If this plan moves forward, creditors may be able to opt for shares in the new offshore exchange company rather than a cash payout.
FTT tokens will be wiped out — they’re a bit too much like equity in the existing FTX, and equity holders come last in a bankruptcy. [Doc 2100, PDF; Bloomberg, archive]
The exchange idea has been tentatively floated with the Unsecured Creditors’ Committee — which is mainly large crypto companies who want to see bitcoin moon again — and they’re not happy. The UCC wants someone with crypto experience to run the rebooted exchange — someone of their choosing. They also want a “regulatory compliant” recovery token — which is, of course, impossible. [Doc 2103, PDF]
Another FTX plea
Former FTX Digital Markets co-CEO Ryan Salame is negotiating a plea deal with the Justice Department. In his time at FTX, Salame made $24 million in political donations to Republicans — including to his girlfriend, Michelle Bond, for her run in a Republican primary. FTX fixer Daniel Friedberg also donated to Bond’s campaign. FBI agents seized Bond and Salame’s phones from their homes in March. [Bloomberg, archive]

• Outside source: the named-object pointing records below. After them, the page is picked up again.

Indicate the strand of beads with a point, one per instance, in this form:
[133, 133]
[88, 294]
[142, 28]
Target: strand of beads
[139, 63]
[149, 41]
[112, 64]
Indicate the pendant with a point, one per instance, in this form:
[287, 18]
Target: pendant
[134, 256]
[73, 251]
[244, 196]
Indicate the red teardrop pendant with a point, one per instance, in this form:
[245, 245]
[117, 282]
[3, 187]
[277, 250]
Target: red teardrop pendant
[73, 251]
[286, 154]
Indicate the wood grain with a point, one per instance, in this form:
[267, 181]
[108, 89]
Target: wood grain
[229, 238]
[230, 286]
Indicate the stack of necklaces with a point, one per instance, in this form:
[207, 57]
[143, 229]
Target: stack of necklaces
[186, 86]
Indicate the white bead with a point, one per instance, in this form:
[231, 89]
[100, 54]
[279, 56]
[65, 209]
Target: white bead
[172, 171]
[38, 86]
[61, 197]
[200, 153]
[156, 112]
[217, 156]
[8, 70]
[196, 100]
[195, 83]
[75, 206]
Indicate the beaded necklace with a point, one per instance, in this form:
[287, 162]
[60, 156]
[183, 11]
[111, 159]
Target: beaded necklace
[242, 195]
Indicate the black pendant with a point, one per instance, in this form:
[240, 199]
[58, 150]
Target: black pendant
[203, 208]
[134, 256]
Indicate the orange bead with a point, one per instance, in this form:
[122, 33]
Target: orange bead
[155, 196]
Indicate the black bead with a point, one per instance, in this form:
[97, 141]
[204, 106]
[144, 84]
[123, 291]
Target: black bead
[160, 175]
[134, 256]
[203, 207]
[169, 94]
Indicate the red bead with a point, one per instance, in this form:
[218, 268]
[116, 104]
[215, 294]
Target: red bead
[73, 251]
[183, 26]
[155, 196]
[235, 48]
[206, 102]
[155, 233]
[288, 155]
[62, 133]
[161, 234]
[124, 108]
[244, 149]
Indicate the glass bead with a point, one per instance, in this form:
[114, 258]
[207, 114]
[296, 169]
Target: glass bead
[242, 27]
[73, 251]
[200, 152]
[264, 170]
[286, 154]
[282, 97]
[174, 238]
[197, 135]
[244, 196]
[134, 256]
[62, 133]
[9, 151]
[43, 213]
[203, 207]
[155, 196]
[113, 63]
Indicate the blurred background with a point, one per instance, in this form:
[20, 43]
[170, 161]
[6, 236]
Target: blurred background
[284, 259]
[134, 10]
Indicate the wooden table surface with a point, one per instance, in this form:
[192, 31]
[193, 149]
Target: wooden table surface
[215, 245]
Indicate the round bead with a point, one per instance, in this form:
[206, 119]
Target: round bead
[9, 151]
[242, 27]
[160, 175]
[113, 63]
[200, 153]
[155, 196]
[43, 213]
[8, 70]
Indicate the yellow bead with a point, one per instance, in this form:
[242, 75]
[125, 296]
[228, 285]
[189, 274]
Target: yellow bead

The Australian Securities and Investments Commission has pulled FTX Australia’s license as of July 19. ASIC suspended the license shortly after FTX went down, but now it’s permanent. [ASIC]
Venture capital firm Sequoia’s crypto investors have left the company in the wake of the collapse of FTX. Sequoia lost about $214 million on FTX and FTX.US — and took down their hilarious paean to Sam Bankman-Fried in embarrassment. [Bloomberg, archive]
More good news for bitcoin
If the crypto press is writing about superconductor hype on the basis that some random DeFi guy says he’s trying to reproduce the LK-99 results, then there is absolutely no crypto news. [Decrypt, archive]
PayPal has launched PYUSD, a white-labeled Paxos Dollar stablecoin. PYUSD has no fees! Except for converting to and from other cryptos inside PayPal. And Ethereum gas fees if you move it outside PayPal, which averaged $5.37 per transaction on August 7. It’s not clear at what point it will be possible to cash out PYUSD anywhere other than PayPal itself. [press release]
The New York Attorney General is looking into Digital Currency Group and its subsidiary Genesis, though we don’t know precisely what they’re investigating. Federal prosecutors and the SEC are apparently already looking into the two companies. [Bloomberg, archive]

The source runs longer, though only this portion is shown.